Furthermore, we can check different parameters for our adam activation function. The adam optimizer has several different parameters which we can test and combine to find a more optimal solution for our problem than with the default adam parameters.
day_range | optimizer__amsgrad | optimizer__beta_1 | optimizer__beta_2 | optimizer__learning_rate |
---|---|---|---|---|
30 | False | 0.8 | 0.89 | 0.01 |
120 | True | 0.9 | 0.89 | 0.1 |
This leads to the following results:
day_range | neg_root_mean_squared_error | root_mean_squared_error |
---|---|---|
30 | - 0.8073114933087524 | 0.8073114933087524 |
120 | -0.5844816053348458 | 0.5844816053348458 |
We can see that by tuning different parameters of the adam algorithm, we can optimize our 120-day model even better than our 30-days model.
After testing different LSTM networks, hyperparameters and training parameters either manually, or by the use of GridSearch, we can come to a conclusion for a quite good model:
- 120 days as input data to predict for day 121
- 2 LSTM layers with 32 nodes each
- Batch size for training of 64 and 10 training epochs
- Best parameters for the adam algorithm can be found in the section Hyperparameters for adam optimizer
Training machine learning models is a very time intensive process, if it is done wrong.
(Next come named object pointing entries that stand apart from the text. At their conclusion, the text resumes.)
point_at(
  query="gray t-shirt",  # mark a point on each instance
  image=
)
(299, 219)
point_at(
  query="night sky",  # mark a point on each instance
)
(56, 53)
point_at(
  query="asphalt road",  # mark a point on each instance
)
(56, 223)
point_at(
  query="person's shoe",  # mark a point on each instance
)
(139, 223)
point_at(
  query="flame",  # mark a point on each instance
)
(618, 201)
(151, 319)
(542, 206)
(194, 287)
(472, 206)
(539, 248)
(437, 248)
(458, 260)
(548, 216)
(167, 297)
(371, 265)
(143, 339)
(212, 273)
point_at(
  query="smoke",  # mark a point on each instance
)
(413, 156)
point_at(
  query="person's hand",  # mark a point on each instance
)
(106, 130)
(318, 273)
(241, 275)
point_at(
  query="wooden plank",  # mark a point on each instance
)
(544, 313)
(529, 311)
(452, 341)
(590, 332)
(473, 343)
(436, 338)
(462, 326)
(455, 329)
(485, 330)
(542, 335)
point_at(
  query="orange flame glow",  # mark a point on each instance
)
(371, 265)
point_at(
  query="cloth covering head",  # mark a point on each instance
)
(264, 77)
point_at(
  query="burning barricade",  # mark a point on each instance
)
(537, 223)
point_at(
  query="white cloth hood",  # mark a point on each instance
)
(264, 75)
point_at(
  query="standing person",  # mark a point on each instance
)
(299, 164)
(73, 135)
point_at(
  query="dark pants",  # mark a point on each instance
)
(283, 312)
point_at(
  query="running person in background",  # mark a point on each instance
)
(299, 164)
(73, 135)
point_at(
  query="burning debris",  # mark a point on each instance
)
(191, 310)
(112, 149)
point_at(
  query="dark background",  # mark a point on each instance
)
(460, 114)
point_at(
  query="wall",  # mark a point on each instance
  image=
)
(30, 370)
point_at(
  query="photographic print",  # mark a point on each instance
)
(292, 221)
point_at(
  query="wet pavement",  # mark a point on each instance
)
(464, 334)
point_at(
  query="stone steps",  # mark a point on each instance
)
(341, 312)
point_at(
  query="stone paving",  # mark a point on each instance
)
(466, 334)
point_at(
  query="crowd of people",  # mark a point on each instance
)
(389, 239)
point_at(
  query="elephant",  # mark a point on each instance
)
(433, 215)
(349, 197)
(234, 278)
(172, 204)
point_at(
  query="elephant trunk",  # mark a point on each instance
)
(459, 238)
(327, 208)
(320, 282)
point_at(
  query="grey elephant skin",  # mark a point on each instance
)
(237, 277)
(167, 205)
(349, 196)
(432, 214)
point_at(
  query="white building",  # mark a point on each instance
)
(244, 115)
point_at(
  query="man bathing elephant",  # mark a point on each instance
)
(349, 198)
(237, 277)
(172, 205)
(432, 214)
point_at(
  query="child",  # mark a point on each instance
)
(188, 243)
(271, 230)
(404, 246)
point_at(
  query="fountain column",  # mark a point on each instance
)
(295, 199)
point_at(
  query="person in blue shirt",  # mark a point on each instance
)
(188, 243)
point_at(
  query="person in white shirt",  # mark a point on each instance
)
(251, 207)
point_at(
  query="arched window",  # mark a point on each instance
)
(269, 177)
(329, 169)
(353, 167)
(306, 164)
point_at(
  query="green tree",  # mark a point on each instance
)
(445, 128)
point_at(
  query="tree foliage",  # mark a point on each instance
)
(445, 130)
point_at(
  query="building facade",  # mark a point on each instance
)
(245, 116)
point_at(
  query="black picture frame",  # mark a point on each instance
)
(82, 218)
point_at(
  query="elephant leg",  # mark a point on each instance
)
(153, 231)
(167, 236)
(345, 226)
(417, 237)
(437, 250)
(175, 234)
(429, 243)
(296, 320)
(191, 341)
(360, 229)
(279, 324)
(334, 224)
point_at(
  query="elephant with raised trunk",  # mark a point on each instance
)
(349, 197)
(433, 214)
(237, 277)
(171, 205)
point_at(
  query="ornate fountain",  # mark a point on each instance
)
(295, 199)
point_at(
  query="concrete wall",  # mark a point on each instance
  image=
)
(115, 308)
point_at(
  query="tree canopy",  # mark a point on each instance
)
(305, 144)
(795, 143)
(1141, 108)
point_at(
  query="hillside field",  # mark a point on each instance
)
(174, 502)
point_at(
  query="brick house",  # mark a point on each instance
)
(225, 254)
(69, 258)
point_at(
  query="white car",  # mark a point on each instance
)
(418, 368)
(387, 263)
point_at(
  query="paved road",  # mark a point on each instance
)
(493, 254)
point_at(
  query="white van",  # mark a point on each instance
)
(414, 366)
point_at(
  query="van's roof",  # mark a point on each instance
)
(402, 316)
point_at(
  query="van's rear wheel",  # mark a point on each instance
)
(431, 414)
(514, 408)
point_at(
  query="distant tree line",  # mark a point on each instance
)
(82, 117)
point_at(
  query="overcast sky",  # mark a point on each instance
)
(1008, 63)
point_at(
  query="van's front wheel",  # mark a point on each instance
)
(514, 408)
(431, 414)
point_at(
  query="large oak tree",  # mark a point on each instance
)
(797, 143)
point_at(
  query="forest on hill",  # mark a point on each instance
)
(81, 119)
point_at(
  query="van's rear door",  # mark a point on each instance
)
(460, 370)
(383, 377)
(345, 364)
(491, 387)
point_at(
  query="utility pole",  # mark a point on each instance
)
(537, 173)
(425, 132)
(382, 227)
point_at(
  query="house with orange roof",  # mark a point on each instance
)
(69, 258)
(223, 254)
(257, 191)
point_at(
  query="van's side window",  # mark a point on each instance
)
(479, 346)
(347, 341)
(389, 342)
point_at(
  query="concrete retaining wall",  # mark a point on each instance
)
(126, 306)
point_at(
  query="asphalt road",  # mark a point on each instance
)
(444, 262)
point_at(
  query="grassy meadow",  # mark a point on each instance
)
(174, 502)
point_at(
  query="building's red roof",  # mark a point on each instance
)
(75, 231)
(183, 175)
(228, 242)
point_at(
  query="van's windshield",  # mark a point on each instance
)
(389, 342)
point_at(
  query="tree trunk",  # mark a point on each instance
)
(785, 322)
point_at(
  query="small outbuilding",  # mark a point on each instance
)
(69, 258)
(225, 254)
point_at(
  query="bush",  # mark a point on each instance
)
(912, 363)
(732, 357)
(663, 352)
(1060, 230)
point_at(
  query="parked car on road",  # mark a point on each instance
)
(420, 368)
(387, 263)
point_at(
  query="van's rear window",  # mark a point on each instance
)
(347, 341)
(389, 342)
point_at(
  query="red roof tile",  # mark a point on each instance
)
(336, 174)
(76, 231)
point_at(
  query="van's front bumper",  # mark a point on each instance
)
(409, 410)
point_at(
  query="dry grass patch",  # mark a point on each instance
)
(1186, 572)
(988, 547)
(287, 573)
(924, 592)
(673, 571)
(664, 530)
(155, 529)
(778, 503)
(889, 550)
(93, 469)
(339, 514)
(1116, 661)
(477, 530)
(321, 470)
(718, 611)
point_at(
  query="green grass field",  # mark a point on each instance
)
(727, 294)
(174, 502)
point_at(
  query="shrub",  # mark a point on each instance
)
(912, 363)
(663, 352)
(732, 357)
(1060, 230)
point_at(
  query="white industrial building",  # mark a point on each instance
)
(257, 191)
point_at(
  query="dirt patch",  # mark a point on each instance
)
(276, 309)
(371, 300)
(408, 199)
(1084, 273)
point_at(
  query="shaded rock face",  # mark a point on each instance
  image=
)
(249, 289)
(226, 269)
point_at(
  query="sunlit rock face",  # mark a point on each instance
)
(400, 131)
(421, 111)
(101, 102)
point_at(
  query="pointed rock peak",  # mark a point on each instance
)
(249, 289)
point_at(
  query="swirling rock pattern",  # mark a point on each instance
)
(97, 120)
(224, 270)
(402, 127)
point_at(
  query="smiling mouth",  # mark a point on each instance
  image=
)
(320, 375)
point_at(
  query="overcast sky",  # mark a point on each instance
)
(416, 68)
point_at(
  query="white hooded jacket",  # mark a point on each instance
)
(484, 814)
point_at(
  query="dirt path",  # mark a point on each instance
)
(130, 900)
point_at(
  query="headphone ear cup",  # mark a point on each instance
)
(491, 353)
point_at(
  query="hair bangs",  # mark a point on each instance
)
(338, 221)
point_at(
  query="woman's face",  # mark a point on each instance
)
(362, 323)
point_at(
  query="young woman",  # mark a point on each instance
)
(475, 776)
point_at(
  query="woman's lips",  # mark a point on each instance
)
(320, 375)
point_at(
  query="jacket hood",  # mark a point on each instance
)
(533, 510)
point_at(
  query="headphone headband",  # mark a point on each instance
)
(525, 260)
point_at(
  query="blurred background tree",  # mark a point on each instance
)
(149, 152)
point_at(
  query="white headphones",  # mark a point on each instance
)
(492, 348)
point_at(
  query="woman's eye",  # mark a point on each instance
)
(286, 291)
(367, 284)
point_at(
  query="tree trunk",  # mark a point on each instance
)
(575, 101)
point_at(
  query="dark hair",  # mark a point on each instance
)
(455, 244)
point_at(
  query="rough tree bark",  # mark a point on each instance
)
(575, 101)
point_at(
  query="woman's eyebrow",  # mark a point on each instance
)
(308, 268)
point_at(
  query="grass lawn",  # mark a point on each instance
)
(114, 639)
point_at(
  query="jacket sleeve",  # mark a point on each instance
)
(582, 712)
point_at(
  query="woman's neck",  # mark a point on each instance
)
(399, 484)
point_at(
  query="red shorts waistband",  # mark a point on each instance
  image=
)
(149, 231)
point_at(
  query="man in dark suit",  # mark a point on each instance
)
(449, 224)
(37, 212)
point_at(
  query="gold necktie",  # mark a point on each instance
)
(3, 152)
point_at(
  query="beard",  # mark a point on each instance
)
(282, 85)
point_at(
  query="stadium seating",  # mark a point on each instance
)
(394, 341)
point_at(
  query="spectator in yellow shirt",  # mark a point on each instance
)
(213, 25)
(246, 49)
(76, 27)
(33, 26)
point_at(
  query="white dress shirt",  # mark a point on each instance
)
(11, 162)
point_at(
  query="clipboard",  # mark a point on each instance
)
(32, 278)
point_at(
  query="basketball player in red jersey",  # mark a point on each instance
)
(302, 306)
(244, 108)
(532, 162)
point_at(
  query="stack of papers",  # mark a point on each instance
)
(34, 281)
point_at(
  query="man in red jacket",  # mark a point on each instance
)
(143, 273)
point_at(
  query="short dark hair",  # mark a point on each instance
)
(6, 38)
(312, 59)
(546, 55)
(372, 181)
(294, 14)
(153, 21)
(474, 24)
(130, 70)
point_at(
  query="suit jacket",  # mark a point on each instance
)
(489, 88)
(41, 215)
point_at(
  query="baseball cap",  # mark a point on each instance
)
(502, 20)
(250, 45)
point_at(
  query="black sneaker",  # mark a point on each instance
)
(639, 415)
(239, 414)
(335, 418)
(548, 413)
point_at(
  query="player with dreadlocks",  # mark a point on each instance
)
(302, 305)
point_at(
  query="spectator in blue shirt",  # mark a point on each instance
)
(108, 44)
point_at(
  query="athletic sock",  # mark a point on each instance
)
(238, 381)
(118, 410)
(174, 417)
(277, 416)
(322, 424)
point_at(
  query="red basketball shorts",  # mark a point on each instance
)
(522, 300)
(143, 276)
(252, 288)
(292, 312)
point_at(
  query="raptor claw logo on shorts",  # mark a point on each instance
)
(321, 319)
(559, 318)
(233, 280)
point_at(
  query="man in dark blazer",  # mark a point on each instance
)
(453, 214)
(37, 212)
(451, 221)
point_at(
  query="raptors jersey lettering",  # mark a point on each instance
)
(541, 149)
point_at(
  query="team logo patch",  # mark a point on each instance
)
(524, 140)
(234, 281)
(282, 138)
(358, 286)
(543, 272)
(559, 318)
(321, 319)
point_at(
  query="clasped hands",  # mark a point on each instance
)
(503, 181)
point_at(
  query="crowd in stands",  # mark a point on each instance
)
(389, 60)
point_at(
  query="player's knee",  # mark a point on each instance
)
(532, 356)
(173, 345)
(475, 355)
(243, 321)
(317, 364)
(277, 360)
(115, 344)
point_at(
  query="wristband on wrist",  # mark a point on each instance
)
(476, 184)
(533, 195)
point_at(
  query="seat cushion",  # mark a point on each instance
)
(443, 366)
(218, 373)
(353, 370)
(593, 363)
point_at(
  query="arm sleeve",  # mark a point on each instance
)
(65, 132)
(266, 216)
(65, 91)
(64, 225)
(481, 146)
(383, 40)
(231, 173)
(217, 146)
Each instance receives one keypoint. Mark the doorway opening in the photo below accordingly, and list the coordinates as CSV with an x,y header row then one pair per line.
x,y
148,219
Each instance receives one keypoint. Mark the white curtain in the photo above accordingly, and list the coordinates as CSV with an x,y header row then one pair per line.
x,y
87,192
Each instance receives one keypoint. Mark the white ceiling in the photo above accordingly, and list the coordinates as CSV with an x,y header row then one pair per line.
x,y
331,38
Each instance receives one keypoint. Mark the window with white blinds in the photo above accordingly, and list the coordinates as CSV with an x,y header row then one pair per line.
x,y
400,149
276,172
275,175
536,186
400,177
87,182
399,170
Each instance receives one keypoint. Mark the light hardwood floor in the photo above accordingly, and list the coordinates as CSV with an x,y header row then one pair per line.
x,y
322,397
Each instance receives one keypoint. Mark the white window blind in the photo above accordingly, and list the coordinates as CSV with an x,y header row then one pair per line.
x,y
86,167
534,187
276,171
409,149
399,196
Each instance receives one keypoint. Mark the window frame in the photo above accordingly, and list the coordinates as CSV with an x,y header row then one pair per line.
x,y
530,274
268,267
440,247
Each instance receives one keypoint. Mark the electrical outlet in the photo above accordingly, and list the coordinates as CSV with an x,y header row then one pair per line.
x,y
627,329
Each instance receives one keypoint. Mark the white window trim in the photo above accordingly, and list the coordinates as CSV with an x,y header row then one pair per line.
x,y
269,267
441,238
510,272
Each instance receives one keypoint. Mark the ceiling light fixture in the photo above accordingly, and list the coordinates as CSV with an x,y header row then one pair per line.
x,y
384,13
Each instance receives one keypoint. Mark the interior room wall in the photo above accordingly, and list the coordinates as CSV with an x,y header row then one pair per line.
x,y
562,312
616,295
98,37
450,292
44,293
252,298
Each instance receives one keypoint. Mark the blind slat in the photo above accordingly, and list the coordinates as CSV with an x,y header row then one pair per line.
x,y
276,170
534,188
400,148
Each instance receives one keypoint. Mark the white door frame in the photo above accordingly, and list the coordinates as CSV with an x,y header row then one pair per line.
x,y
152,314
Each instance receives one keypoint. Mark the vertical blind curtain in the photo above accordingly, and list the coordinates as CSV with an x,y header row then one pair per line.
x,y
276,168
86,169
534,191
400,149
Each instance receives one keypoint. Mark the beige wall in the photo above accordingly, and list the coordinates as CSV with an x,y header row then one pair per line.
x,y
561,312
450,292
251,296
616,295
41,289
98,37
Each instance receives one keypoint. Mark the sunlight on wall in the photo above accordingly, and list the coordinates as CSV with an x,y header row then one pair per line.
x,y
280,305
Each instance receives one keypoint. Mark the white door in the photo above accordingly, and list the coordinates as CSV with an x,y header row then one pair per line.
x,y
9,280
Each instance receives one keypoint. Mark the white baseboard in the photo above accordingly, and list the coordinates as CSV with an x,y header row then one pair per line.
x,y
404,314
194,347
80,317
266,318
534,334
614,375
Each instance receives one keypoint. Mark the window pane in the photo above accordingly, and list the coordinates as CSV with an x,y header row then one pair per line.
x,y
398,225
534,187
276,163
Therefore I come to the following conclusions to speed up development in the future:
- Test all scripts etc. with small amounts of data to verify that everything runs correct to avoid breakages after hours of model training and grid search
- Catch errors and so that you code can finish to run without breaking
- Use Multithreading if possible
- Run scripts overnight to not waste time waiting for the result
- Run scripts on a server so that it can run without occuping local resources and wearing down a laptops CPU
There are possibilties to spend time and computation capacity to further improve the model. Furthermore, there are many more different optimizers as well as activation functions available, which have each individually countless different parameter combinations. These could be evaluated to see if there is a possibility to still improve the model. Also, other techniques except GridSearch could be used to test different sets of parameters. There is a library called RandomSearch which is similar to GridSearch, but creates more random combination by using ranges of values for the parameters. A different option woult be the usage of Genetic algorithms. These algorithms apply a model similar to evolution to the models to find a optimal set of parameters.
If the problem of exploding gradiends would be solved, then a training with additional epochs could be used to further improve the models. Details to that problem can be found here: https://stackoverflow.com/questions/37232782/nan-loss-when-training-regression-network
I want to express gratitudes for the team at Udacity which provides a great course on the topic of Data Science.
The code is available to anybody for personal and commercial use with the GNU General Public License v3.0. The used libraries may have there own different licences. I do not guarantee any correct functionality of the code. Use it at your own risk, no warranty is provided.